關於初中生必讀英語笑話
民間笑話故事像神話小說等民間文學一樣,是廣大勞動人民在長期的生產勞動和與自然界作鬥爭的過程中,以口頭形式創作和傳承的文學體裁。本文是,希望對大家有幫助!
:我需要器官移植
The patient is adamant. "Doc, I need a liver transplant, a kidney transplant, a heart transplant, a cornea transplant, a spleen transplant, a pancreas trans. . ." "What makes you think you need all these?" Well, replied the patient, "My boss said if I wanted to keep my job I needed to get reorganized."
這個病人顯得很堅決。“醫生,我需要做肝臟移植、腎臟移植、心臟移植、角膜移植、脾臟移植、胰腺移植和。。。” “你為什麼認為你需要做這麼多移植手術?”病人回答:“哦,是這樣,我的老闆說如果我這個人不重新組裝的話,就別想保住我的工作!”
:Chaude and Cold 熱與冷
A patron in Montreal cafe turned on a tap in the washroom and got scalded. "This is an outrage," he complained. "The faucet marked C gave me boiling water."
"But, Monsieur, C stands for chaude - French for hot. You should know that if you live in Montreal."
"Wait a minute," roared the patron. "The other tap is also marked C."
"Of course," said the manager, "It stands for cold. After all, Montreal is a bilingual city."

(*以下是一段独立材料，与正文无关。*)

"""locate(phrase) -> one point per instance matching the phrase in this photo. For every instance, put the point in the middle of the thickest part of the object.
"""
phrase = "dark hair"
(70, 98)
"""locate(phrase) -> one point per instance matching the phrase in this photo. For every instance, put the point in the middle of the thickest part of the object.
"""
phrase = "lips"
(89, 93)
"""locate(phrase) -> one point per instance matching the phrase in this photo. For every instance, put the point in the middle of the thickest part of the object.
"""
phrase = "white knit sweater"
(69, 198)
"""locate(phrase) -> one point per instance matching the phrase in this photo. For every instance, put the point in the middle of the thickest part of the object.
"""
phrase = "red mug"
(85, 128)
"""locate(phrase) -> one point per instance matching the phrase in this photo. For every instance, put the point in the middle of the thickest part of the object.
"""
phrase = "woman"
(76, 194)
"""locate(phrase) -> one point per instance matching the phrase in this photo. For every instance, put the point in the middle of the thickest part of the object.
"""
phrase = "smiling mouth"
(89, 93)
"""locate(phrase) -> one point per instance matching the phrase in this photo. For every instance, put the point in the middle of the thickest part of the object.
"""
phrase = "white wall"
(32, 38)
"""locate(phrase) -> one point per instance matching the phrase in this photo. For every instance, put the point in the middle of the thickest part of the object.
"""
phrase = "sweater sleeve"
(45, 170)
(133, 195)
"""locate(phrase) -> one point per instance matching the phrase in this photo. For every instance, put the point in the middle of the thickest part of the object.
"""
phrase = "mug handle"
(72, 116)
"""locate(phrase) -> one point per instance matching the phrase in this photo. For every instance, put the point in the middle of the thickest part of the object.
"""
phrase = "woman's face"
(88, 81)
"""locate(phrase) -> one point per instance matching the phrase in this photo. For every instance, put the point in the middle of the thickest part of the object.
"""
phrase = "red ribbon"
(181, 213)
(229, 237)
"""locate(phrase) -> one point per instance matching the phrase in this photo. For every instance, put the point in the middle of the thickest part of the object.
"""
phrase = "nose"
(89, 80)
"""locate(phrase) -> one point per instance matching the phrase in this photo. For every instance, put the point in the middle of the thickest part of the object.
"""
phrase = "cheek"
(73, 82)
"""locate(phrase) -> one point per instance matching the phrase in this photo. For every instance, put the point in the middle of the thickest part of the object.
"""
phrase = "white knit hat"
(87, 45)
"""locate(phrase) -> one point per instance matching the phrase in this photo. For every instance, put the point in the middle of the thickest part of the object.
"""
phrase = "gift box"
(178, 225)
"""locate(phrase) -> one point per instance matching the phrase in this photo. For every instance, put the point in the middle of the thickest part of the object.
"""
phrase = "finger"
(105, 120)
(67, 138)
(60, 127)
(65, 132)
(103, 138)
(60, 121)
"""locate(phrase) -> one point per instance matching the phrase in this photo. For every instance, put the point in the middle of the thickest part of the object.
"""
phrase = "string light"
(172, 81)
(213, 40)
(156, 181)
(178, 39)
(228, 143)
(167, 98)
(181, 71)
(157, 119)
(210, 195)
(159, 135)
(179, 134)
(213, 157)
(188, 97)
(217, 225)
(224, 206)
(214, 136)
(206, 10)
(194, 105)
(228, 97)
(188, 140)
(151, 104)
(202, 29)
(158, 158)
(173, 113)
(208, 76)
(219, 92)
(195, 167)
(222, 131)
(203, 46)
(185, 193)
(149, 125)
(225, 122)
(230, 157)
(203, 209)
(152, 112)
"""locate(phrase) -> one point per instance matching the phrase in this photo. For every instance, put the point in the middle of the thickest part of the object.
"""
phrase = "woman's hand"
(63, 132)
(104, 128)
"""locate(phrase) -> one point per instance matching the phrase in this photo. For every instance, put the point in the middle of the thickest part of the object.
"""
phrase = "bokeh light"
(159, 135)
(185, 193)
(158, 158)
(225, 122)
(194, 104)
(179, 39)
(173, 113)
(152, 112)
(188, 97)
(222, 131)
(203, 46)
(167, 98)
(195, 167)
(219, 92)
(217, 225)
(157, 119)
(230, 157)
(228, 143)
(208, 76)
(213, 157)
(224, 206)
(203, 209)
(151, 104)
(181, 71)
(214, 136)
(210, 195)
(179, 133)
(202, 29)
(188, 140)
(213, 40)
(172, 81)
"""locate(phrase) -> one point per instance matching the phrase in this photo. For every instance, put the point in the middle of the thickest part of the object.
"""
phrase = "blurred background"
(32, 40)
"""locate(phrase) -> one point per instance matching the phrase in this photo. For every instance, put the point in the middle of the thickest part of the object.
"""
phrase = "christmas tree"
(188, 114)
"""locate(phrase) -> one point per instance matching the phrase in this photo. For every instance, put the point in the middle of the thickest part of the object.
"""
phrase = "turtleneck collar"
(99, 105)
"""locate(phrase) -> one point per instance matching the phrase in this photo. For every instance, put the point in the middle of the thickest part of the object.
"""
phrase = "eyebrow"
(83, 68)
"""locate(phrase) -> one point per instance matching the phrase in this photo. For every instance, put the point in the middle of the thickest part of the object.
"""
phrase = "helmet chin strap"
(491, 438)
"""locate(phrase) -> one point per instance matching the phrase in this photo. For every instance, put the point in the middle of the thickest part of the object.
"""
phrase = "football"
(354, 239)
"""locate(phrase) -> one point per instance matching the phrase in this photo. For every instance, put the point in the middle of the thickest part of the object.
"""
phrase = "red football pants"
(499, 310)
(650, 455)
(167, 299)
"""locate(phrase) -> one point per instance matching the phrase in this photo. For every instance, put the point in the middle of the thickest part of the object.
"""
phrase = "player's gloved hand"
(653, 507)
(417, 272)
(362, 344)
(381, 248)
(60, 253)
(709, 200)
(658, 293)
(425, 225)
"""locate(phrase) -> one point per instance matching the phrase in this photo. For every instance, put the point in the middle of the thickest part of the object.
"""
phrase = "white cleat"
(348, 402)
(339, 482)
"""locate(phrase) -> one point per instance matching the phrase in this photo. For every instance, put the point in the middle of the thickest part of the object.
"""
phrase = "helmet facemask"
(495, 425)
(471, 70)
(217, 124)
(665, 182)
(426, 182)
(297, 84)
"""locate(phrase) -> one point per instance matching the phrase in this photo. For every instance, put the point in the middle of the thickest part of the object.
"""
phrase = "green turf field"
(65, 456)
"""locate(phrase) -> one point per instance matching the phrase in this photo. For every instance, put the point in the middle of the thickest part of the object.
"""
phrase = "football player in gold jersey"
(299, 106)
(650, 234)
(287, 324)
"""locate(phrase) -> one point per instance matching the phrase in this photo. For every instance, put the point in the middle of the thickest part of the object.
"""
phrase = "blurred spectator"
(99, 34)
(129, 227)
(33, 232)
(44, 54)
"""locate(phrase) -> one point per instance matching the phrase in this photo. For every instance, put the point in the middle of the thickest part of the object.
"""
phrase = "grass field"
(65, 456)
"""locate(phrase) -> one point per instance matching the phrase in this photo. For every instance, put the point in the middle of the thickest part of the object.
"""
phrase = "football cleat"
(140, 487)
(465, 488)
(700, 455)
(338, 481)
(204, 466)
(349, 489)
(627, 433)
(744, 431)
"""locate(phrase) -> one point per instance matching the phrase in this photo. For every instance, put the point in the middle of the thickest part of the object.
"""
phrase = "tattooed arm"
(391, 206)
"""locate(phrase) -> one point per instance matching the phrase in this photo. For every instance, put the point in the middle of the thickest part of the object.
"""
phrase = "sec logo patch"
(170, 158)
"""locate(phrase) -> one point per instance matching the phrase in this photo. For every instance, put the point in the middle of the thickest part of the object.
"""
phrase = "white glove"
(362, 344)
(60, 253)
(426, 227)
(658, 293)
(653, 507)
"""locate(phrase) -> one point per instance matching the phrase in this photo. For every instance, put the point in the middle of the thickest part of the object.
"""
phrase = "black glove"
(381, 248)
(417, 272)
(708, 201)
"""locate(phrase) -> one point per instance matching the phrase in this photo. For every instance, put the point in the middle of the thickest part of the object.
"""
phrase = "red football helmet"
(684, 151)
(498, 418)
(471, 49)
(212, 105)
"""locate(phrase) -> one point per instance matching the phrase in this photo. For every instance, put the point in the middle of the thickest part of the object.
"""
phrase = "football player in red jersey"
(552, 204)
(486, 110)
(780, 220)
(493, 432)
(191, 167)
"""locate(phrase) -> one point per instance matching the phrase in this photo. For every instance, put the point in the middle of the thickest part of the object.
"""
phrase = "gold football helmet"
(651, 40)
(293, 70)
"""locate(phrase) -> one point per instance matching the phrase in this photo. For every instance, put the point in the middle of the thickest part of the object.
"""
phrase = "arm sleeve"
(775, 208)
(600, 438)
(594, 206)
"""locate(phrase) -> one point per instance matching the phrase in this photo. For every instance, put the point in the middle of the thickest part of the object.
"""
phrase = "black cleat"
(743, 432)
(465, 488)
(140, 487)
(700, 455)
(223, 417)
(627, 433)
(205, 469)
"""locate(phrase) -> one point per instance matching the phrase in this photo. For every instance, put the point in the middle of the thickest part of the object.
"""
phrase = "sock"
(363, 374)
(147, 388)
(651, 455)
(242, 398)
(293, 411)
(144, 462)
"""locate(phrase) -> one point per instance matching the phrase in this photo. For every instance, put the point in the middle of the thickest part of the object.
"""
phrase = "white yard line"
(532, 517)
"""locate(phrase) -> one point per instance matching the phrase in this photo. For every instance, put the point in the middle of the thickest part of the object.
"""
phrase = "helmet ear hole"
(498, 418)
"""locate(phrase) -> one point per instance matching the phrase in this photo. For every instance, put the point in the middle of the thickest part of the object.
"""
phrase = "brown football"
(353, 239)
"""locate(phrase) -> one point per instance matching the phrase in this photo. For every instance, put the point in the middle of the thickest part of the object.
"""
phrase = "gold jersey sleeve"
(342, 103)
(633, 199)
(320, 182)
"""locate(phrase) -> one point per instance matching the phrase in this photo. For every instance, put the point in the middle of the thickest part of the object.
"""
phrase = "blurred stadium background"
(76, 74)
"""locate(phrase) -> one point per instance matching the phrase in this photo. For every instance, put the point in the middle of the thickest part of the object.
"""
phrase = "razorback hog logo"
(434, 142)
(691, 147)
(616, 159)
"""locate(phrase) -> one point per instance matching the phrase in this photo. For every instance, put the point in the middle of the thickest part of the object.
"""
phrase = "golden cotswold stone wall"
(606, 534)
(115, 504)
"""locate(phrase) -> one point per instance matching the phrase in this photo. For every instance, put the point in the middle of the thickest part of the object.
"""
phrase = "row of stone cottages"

蒙特利爾咖啡館的一位顧客擰開盥洗室的水龍頭,結果被水燙傷了。“這太可惡了,”他抱怨道,“標著C的龍頭流出的是開水。”
“可是,先生,C代表Chaude,在法語裡代表'熱'。如果您住在蒙特利爾的話就應該知道這一點。”
“等等,”那位顧客咆哮著,“另外一個龍頭標的也是C。”
“那當然,”經理說道:“這個C代表冷。畢竟,蒙特利爾是個雙語城市。”
:Free advice? 免費的建議?
A doctor and a lawyer were talking at a party. Their conversation was constantly interrupted by people describing their ailments and asking the doctor for free medical advice. After an hour of this, the exasperated doctor asked the lawyer, "What do you do to stop people from asking you for legal advice when you're out of the office?"
"I give it to them," replied the lawyer, "and then I send them a bill." The doctor was shocked, but agreed to give it a try. The next day, still feeling slightly guilty, the doctor prepared the bills. When he went to place them in his mailbox, he found a bill from the lawyer.
醫生和律師正在一個宴會上交談。他們的談話常被一些人打斷,那些人向醫生描述自己的病症,期望獲得免費的治療建議。如此這般一個鐘頭後,醫生有點惱火,於是他問律師:“如果不在辦公時間,你是怎麼阻止人們向你諮詢法律問題的?”
“我會給他們建議,”律師回答,“然後我會給他們寄去帳單”。醫生很震驚,但他還是決定這麼試一試。第二天,帶著點犯罪感,他準備了帳單。當他準備將它們放到郵箱裡時,發現了一張來自律師的帳單。
:新發現 New Discovery
一個鄉下人第一次到大城市遊逛。他走進一座大樓,看見一個歲數很大的矮胖女人邁進一個小房間。房間的門隨後關上,有幾個燈在閃亮。一會兒,門開了,電梯裡走出一位年青漂亮的女模特。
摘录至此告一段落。